IN 2019, US banking major Bank of America (BofA), which has its India head office in Mumbai, decided to commence its investment banking practice in Bengaluru, India’s unicorn hub. Since then, BofA has doubled the strength of its investment banking team in Bengaluru as it eyes a bigger slice of the start-up space. This comes at a time when the volatile stock markets have played spoilsport in many a unicorn’s journey of going public and the ventures have been forced to go back to private equity or venture capital players. “We were the first bank to have an investment banking team in Bengaluru focussed on the unicorn space. We believe it is important to be present in an ecosystem that is enabling the rise of new-age companies,” says Kaku Nakhate, President & India Country Head, BofA.
Not far from BofA’s office in Mumbai’s BKC is the office of another US banking major, JPMorgan Chase Bank India, that has been steadily expanding its commercial banking practice.
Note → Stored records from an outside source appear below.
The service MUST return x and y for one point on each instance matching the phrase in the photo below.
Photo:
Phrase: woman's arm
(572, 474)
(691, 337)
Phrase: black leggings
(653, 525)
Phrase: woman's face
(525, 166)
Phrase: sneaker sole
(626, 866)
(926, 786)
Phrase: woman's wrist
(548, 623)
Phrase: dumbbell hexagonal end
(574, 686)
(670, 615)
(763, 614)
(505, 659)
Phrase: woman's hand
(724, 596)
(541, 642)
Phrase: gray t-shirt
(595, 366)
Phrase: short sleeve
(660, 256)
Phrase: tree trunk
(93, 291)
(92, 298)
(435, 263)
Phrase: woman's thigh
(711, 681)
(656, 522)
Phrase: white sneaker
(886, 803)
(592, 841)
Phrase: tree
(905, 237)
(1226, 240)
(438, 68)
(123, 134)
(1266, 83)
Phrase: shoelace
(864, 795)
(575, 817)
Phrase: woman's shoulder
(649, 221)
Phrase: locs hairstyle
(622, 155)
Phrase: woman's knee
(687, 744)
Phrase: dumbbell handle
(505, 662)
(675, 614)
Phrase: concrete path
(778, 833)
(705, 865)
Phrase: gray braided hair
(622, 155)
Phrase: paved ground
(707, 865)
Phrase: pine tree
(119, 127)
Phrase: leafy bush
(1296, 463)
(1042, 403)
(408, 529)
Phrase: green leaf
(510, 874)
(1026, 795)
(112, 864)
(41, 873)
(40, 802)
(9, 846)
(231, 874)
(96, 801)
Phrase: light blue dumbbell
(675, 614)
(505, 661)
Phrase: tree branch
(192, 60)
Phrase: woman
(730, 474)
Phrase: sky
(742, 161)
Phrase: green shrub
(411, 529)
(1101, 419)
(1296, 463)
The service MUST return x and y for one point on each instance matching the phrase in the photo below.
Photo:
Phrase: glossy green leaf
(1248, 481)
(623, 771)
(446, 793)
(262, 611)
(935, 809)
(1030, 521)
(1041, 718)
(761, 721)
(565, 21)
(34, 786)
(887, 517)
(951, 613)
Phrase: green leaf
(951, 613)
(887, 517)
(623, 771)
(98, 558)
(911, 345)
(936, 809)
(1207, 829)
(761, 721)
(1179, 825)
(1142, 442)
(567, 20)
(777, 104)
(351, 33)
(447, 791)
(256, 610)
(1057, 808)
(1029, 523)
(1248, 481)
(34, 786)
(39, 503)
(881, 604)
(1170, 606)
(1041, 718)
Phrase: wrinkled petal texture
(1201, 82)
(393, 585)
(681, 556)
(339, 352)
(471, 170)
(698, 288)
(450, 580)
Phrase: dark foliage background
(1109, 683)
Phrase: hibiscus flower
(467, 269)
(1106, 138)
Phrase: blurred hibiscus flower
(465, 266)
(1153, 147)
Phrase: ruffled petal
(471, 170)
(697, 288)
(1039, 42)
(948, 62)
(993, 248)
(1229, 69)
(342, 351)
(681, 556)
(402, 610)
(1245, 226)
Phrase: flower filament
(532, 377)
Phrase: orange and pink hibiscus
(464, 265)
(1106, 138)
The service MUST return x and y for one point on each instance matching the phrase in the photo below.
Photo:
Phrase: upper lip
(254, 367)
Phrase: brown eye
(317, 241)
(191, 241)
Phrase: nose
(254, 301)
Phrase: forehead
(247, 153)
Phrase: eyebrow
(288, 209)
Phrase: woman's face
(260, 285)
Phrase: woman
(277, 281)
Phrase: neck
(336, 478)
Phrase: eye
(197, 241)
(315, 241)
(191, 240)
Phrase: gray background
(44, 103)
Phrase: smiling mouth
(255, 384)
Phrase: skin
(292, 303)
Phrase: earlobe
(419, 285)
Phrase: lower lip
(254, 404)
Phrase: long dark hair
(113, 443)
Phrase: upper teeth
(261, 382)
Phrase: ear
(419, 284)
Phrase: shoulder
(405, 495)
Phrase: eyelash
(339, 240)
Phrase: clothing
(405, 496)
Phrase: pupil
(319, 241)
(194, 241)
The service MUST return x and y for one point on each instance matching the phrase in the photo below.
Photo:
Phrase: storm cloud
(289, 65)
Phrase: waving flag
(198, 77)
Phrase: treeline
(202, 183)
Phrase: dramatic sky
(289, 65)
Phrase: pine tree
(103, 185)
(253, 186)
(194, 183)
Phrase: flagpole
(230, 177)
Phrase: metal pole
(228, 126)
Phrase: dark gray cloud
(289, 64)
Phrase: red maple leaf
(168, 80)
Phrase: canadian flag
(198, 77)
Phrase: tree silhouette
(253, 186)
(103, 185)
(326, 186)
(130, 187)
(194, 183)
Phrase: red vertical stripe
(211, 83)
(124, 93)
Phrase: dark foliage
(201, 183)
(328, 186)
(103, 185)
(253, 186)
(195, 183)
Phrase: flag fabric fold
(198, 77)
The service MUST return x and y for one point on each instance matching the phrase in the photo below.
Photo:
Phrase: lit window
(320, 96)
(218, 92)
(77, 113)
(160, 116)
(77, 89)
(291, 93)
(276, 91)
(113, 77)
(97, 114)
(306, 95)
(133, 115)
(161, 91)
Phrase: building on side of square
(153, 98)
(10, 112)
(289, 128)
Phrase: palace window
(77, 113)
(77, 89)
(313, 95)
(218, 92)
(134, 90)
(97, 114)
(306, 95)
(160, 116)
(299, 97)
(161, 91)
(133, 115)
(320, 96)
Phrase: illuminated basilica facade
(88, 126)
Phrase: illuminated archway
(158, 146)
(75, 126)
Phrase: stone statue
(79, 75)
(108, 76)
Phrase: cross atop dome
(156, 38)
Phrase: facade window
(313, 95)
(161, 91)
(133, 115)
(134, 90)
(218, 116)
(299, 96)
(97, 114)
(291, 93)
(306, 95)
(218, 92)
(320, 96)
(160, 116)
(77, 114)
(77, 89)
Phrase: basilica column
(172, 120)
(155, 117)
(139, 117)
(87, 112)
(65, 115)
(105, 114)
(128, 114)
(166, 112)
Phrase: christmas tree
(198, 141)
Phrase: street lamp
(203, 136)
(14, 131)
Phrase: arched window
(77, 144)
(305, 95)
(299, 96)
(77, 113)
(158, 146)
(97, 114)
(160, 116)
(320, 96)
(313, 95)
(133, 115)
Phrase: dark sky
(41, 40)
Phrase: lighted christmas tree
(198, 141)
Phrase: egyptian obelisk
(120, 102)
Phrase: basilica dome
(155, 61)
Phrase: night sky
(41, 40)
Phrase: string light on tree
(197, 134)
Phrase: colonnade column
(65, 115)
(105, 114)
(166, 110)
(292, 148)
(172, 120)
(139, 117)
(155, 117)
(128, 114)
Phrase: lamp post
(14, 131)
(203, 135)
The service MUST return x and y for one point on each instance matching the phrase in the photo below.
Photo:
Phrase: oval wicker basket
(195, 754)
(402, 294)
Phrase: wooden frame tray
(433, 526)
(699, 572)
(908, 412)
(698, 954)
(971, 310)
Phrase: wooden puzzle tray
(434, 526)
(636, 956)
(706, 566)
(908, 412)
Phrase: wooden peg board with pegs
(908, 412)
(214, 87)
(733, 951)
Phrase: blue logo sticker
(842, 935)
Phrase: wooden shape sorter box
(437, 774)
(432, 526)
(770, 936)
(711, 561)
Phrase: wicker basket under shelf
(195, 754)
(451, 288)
The aim is to serve local mid-cap companies while making huge investments in the payments and transaction banking vertical to help digitise its MNC and e-commerce clients to better manage their cross-border flows, among other things.
US banking majors are not the only ones active in India. Germany’s Deutsche Bank Group recently launched its IFSC Banking Unit or IBU in Gujarat’s GIFT City, the country’s first International Financial Services Centre (IFSC). And HSBC India, whose parent is headquartered in London, is trying to be a “more Indian” bank, in a recent interaction.